LEG 153

Mid-Atlantic Ridge/Kane Fracture Zone


During Leg 153, five sites were drilled along the western flank of the Mid-Atlantic Ridge south of the Kane Transform (MARK) to investigate the chemical composition and evolution of the lower crust and mantle created at a slow-spreading ridge, the geometry of magmatic and deformation structures preserved in residual peridotite and in lower crustal rocks, and the intensity and diversity of metamorphism attending crustal evolution in this slow-spreading environment.

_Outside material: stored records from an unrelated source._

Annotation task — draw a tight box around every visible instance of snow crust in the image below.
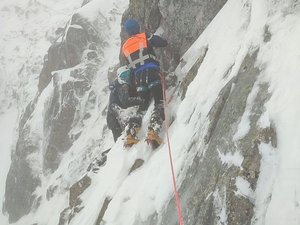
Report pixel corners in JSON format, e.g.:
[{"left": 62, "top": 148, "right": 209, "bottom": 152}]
[
  {"left": 255, "top": 3, "right": 300, "bottom": 224},
  {"left": 218, "top": 150, "right": 244, "bottom": 168}
]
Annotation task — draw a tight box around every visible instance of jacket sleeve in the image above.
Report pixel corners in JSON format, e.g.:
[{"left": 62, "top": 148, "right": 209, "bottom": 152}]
[
  {"left": 118, "top": 84, "right": 143, "bottom": 108},
  {"left": 147, "top": 33, "right": 168, "bottom": 47}
]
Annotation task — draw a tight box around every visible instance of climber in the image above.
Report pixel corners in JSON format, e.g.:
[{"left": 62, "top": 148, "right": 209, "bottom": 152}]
[
  {"left": 121, "top": 19, "right": 168, "bottom": 148},
  {"left": 106, "top": 65, "right": 144, "bottom": 146}
]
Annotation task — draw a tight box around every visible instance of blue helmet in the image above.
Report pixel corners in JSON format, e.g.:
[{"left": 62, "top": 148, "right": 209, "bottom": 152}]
[
  {"left": 123, "top": 19, "right": 140, "bottom": 35},
  {"left": 117, "top": 66, "right": 131, "bottom": 84}
]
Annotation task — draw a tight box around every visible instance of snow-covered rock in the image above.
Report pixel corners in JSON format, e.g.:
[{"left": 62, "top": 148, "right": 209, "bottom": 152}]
[{"left": 1, "top": 0, "right": 300, "bottom": 225}]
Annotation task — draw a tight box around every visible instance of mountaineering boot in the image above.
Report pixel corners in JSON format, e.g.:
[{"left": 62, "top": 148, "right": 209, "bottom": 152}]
[
  {"left": 146, "top": 128, "right": 162, "bottom": 149},
  {"left": 124, "top": 126, "right": 140, "bottom": 148},
  {"left": 124, "top": 134, "right": 139, "bottom": 148}
]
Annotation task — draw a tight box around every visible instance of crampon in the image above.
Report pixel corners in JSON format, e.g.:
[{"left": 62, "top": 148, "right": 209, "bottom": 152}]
[{"left": 146, "top": 128, "right": 162, "bottom": 149}]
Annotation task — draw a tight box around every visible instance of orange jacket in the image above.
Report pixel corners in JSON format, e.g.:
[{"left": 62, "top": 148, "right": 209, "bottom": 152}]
[{"left": 122, "top": 33, "right": 157, "bottom": 69}]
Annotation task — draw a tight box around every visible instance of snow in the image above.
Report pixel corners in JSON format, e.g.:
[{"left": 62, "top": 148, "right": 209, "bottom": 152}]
[
  {"left": 27, "top": 82, "right": 55, "bottom": 175},
  {"left": 66, "top": 0, "right": 300, "bottom": 224},
  {"left": 252, "top": 142, "right": 278, "bottom": 225},
  {"left": 69, "top": 24, "right": 84, "bottom": 30},
  {"left": 235, "top": 176, "right": 255, "bottom": 200},
  {"left": 254, "top": 6, "right": 300, "bottom": 224},
  {"left": 233, "top": 83, "right": 259, "bottom": 141},
  {"left": 177, "top": 0, "right": 251, "bottom": 126},
  {"left": 218, "top": 150, "right": 244, "bottom": 168},
  {"left": 1, "top": 0, "right": 300, "bottom": 225},
  {"left": 79, "top": 0, "right": 128, "bottom": 19}
]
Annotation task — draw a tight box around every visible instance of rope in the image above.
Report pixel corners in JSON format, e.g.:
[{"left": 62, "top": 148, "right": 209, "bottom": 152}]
[{"left": 160, "top": 72, "right": 184, "bottom": 225}]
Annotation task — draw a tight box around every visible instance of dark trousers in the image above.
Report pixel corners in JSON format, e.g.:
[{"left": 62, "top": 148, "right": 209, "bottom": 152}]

Drilling at Site 920, ~ 40 km south of the Kane Transform along the western wall of the MAR median valley, achieved the best penetration and recovery of any drilling efforts to date in massive serpentinized peridotite and sampled predominantly serpentinized harzburgite, interpreted to represent uplifted and altered suboceanic mantle. Despite intense alteration of the primary minerals to serpentine, primary mineralogy and textures are widely preserved in the ultramafic rocks. The dominant texture is coarse grained porphyroclastic with lobate grain boundaries and frequent triple junctions, suggesting efficient grain growth at close to solidus temperature. Most samples also display an anastomosing serpentine foliation that results from the preferred orientation of fine, discontinuous veins of serpentine and iron oxide minerals cutting the background mesh-textured serpentine. This anastomosing foliation probably dips moderately east, toward the MAR neovolcanic zone. Pyroxenite and gabbroic veins, and decimeter-thick gabbroic intervals are ubiquitous and cover a wide range of compositions from spinel-bearing interstitial melt segregations to altered, oxide mineral-, apatite-, and zircon-bearing gabbro.

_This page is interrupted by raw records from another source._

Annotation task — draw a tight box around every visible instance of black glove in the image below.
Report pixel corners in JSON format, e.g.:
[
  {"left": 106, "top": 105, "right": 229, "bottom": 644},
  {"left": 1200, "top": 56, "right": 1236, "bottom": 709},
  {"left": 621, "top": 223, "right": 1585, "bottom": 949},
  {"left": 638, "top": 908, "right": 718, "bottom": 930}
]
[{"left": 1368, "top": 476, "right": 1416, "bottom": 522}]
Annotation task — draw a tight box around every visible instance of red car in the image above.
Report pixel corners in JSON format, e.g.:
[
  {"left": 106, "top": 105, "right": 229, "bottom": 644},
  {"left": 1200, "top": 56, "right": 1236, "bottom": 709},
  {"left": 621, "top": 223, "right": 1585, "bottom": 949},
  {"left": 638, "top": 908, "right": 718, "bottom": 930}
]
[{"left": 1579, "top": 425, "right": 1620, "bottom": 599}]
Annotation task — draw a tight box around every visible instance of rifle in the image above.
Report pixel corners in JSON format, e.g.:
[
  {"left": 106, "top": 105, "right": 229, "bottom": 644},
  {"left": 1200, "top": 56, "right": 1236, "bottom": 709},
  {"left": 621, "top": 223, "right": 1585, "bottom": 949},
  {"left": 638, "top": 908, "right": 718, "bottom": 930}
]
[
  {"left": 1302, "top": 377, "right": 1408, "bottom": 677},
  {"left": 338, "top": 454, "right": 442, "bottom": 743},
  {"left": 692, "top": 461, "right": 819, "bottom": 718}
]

Sites 921 through 924 are located in outcrops of gabbroic rocks, also along the western wall of the MAR median valley near its intersection with the Kane Transform, and on the flank of a broad, dome-like uplift (a ridge/transform intersection massif). Sites 921, 922, and 923 lie along a north- south-trending ridge axis parallel transect, such that variations in the igneous, metamorphic, and deformational features may reflect along-axis variability in the processes that create and modify lower crustal rocks. Site 924, offset toward the MAR, may, assuming a simple, symmetrical spreading history, have sampled younger gabbroic rocks. Lithologies recovered are predominantly gabbro and olivine gabbro which display a wide range of compositional and textural variability over lengths of centimeters to tens of meters. Igneous layering is commonly observed and crystal-plastic deformation, also common, is concentrated in centimeter- to decimeter-scale shear zones with dominantly normal displacements. Brittle deformation occurs in centimeter- to decimeter-scale cataclastic shear zones, which are likely to be associated with the east-dipping fault surfaces seen in the surrounding outcrops.